Humboldt went on to introduce the European intellectual world

to the concept of the planet as a living whole, with climatic

systems and interlocking biological and geological

patterns bound up as a “net-like, intricate fabric.”

This was Western science’s earliest glimmer of ecological

thinking, where the natural world became a series of biotic

communities, each acting upon the others.

The question that I found mired in controversy was whether

plants could be considered intelligent — and, for an even

bolder minority, whether they could be considered conscious

and communicative. For all of their amazing, adaptive

behaviour, were they sensate agents? Or, were they each

simply acting out a predetermined genetic script?

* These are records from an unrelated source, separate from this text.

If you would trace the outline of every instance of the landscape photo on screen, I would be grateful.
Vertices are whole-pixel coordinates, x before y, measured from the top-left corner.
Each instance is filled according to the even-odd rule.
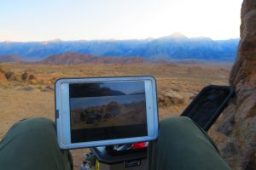
[[[73,83],[71,128],[147,124],[144,82]]]

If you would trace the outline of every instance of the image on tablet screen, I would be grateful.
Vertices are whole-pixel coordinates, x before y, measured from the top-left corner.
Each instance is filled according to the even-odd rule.
[[[143,131],[131,136],[147,135],[144,82],[73,83],[69,96],[72,136],[88,129],[100,134],[136,126]]]

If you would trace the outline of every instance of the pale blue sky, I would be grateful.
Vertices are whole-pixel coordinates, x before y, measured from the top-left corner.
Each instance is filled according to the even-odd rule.
[[[239,37],[242,0],[0,0],[0,41]]]

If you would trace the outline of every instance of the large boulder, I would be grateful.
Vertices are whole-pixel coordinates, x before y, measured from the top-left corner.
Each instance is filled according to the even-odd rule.
[[[256,169],[256,0],[244,0],[241,41],[230,82],[236,96],[225,109],[218,131],[227,137],[219,144],[232,169]]]

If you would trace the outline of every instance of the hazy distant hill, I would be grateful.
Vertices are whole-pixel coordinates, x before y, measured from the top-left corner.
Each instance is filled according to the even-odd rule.
[[[51,65],[76,65],[84,63],[142,63],[144,60],[138,57],[99,57],[91,54],[83,54],[78,53],[65,53],[61,54],[51,55],[40,63]]]
[[[16,55],[7,55],[0,57],[0,63],[22,63],[22,59]]]
[[[124,41],[67,41],[0,42],[0,56],[19,55],[40,60],[49,55],[74,52],[98,56],[139,56],[148,60],[202,60],[233,61],[239,39],[213,41],[173,34],[157,39]]]

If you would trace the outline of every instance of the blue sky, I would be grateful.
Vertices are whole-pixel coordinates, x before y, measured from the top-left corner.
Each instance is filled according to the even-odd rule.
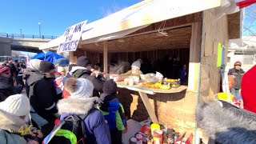
[[[61,35],[66,28],[100,19],[141,0],[1,0],[0,33]]]

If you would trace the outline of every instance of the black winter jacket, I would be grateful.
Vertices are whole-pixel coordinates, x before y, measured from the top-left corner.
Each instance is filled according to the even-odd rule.
[[[77,78],[84,78],[90,81],[94,87],[93,96],[99,97],[98,92],[102,93],[103,83],[105,82],[102,78],[99,77],[96,78],[95,76],[90,75],[90,74],[91,71],[89,70],[78,69],[72,74],[72,76]]]
[[[14,86],[11,78],[0,75],[0,102],[6,99],[10,95],[20,94],[22,86]]]
[[[42,118],[53,122],[57,118],[56,103],[58,101],[54,79],[46,75],[34,72],[27,79],[30,105]]]

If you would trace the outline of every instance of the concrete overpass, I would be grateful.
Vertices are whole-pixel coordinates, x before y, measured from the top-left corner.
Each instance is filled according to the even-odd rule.
[[[39,53],[38,46],[52,39],[0,37],[0,56],[11,56],[11,50]]]

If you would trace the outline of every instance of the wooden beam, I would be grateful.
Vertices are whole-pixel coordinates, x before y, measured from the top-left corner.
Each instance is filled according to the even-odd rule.
[[[142,9],[142,12],[140,13],[140,17],[131,17],[131,18],[123,20],[122,22],[118,22],[117,20],[116,22],[111,22],[111,25],[110,25],[107,29],[98,28],[98,31],[96,31],[95,29],[94,30],[89,30],[86,33],[84,33],[83,40],[114,34],[138,26],[146,26],[221,6],[220,0],[179,0],[171,1],[169,2],[169,3],[167,1],[163,1],[162,2],[157,2],[157,1],[154,2],[158,4],[158,6],[162,6],[157,10],[158,13],[155,13],[154,10]],[[152,4],[147,7],[153,6],[154,5]],[[99,22],[101,20],[98,20],[98,22]]]
[[[107,73],[107,42],[103,42],[103,68],[104,72]]]
[[[199,66],[200,66],[200,46],[202,36],[202,22],[192,23],[192,33],[190,48],[189,82],[188,90],[198,90]]]

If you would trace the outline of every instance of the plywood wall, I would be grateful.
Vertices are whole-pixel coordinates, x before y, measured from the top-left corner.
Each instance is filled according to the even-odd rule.
[[[102,53],[90,51],[86,51],[85,53],[84,50],[77,50],[74,52],[74,55],[77,56],[77,58],[85,55],[85,54],[91,60],[93,64],[97,62],[103,63],[103,54]],[[190,48],[166,49],[140,52],[108,53],[108,63],[110,64],[110,62],[125,61],[129,62],[131,64],[138,58],[146,58],[153,65],[154,62],[158,59],[163,58],[166,54],[180,58],[180,63],[182,65],[186,64],[188,66],[189,64]]]
[[[214,12],[203,12],[200,101],[214,98],[220,89],[220,68],[217,67],[218,42],[227,46],[228,27],[226,15],[217,19]]]

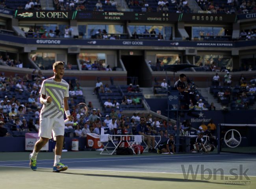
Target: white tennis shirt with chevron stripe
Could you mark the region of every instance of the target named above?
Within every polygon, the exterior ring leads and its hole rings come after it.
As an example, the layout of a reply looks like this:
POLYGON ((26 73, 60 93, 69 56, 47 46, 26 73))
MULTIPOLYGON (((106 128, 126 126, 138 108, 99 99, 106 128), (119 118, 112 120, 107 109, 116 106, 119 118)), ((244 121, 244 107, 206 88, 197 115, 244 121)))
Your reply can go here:
POLYGON ((68 97, 68 83, 63 79, 57 82, 53 77, 43 82, 40 93, 52 98, 52 102, 44 105, 41 110, 41 118, 63 118, 64 116, 64 97, 68 97))

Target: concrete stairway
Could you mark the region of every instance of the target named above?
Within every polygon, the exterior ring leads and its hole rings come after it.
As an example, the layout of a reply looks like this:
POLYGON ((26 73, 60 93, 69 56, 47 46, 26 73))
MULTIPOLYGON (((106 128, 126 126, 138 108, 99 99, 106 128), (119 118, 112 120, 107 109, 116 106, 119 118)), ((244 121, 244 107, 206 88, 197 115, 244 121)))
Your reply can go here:
POLYGON ((102 107, 98 98, 97 95, 93 94, 94 87, 83 87, 83 96, 85 97, 85 102, 88 105, 89 102, 91 102, 94 108, 99 109, 100 112, 102 112, 102 107))
POLYGON ((153 87, 140 87, 142 89, 142 93, 146 98, 150 98, 150 96, 154 95, 153 87))
POLYGON ((209 104, 212 102, 214 103, 214 106, 216 110, 221 109, 221 105, 218 102, 217 99, 215 98, 213 95, 210 93, 210 88, 198 88, 198 89, 200 91, 201 94, 205 98, 209 104))

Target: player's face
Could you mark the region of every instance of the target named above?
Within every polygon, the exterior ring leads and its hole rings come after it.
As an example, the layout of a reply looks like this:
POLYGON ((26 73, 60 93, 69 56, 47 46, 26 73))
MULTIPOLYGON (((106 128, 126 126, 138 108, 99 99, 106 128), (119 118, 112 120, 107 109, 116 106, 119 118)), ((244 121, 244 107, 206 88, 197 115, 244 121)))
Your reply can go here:
POLYGON ((184 82, 186 81, 186 80, 187 80, 187 78, 185 76, 184 77, 181 78, 181 81, 184 82))
POLYGON ((55 67, 55 69, 53 70, 53 71, 55 73, 55 77, 57 79, 62 79, 63 75, 64 73, 64 66, 62 65, 58 65, 55 67))

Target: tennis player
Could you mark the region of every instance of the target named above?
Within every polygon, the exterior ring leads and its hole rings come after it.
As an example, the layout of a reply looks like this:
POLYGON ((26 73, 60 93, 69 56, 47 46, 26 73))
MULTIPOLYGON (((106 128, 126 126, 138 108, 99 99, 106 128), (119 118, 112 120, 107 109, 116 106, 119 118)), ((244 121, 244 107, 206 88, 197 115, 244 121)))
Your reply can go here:
POLYGON ((159 144, 157 149, 158 154, 161 154, 161 153, 169 153, 171 154, 175 154, 174 138, 174 136, 173 134, 170 134, 169 136, 169 138, 167 140, 159 144), (171 152, 170 151, 170 146, 172 147, 173 152, 171 152))
POLYGON ((64 110, 68 118, 71 120, 69 110, 69 84, 62 79, 64 73, 64 64, 56 62, 53 64, 54 76, 45 80, 40 91, 40 103, 43 104, 40 116, 39 136, 40 138, 35 145, 34 150, 30 155, 30 167, 37 170, 36 159, 37 154, 52 138, 52 133, 56 141, 55 157, 53 172, 66 170, 68 167, 59 162, 62 152, 65 129, 64 110), (64 107, 63 107, 64 106, 64 107))

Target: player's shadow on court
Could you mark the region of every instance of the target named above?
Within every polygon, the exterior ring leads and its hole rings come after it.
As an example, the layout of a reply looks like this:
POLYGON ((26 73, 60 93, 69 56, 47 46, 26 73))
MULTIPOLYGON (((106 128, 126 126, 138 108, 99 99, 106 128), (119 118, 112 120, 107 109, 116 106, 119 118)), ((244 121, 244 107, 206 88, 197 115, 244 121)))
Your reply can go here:
POLYGON ((150 180, 154 181, 167 181, 167 182, 203 182, 205 183, 214 183, 217 184, 224 184, 224 183, 221 183, 219 182, 215 182, 213 181, 211 182, 207 180, 186 180, 182 178, 163 178, 161 177, 149 177, 149 176, 123 176, 123 175, 113 175, 111 174, 93 174, 88 173, 68 173, 68 172, 61 172, 61 174, 77 174, 78 175, 84 175, 86 176, 102 176, 105 177, 113 177, 116 178, 133 178, 137 179, 142 179, 146 180, 150 180))

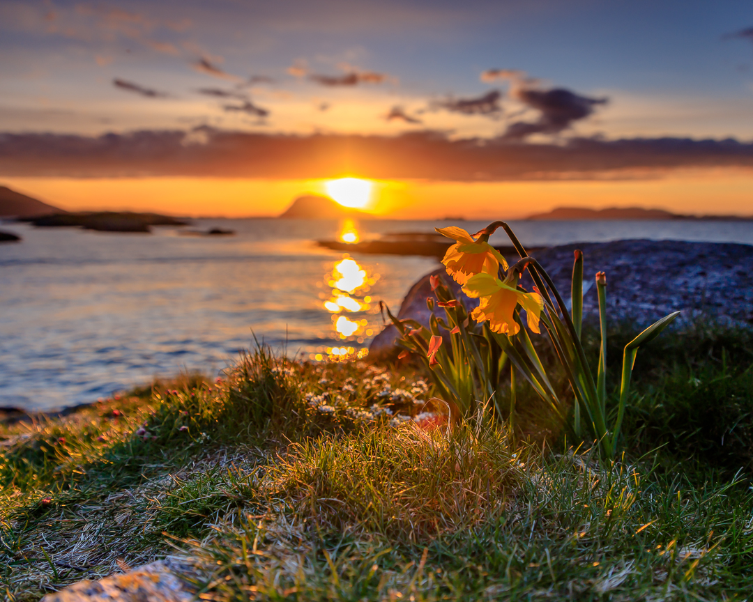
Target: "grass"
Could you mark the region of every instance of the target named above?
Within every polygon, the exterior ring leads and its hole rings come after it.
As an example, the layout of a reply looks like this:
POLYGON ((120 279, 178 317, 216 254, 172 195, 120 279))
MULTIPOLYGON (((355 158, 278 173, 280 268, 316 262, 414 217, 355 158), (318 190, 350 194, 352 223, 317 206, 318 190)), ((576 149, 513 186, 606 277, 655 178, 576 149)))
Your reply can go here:
POLYGON ((753 335, 699 327, 638 362, 612 465, 551 424, 419 428, 413 366, 264 348, 221 382, 0 425, 0 594, 179 554, 218 600, 748 599, 753 335))

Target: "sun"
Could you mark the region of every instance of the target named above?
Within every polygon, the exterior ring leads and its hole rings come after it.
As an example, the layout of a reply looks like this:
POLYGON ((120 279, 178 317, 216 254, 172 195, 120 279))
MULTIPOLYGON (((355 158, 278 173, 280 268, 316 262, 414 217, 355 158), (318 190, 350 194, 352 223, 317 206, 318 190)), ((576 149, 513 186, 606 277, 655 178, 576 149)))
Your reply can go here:
POLYGON ((371 200, 372 183, 359 178, 340 178, 325 184, 327 192, 343 207, 362 209, 371 200))

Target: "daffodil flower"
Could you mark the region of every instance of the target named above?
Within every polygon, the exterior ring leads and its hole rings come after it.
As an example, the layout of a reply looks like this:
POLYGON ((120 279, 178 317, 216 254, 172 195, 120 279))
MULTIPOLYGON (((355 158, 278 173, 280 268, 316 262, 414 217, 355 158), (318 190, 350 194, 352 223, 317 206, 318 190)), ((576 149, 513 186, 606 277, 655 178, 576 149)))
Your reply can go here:
POLYGON ((473 236, 456 226, 435 230, 443 236, 457 241, 447 249, 442 263, 459 284, 465 284, 475 274, 496 275, 500 266, 507 270, 508 262, 487 242, 488 234, 482 233, 474 240, 473 236))
POLYGON ((438 335, 431 335, 431 339, 428 342, 428 352, 426 354, 426 357, 428 357, 428 365, 436 366, 439 363, 437 360, 437 351, 439 351, 439 348, 442 345, 442 337, 438 335))
POLYGON ((491 274, 476 274, 468 278, 463 292, 470 297, 480 298, 478 307, 471 317, 477 322, 489 321, 489 327, 495 333, 517 334, 520 325, 513 318, 515 306, 520 303, 528 316, 528 326, 533 332, 540 333, 539 316, 544 309, 544 299, 538 293, 524 293, 516 287, 514 281, 503 282, 491 274))

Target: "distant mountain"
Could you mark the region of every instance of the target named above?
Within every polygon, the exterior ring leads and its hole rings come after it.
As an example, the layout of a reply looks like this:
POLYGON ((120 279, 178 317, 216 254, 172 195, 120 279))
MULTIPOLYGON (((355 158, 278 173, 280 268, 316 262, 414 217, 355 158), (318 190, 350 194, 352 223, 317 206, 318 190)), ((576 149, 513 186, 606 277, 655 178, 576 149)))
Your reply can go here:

Although I had come to this corner of the scientific world

at an exciting time, these questions were anything but new.

At the turn of the 20th Century, Jagadish Chandra Bose, a

physicist-turned-biologist in Kolkata, India, had begun to

experiment and measure the electrical responses of plants,

and became convinced that they shared a functional similarity

to those in animal tissues.

JC Bose biopic: 1901, the Royal Institution, London. He gave a

lecture demonstration of his latest experiment.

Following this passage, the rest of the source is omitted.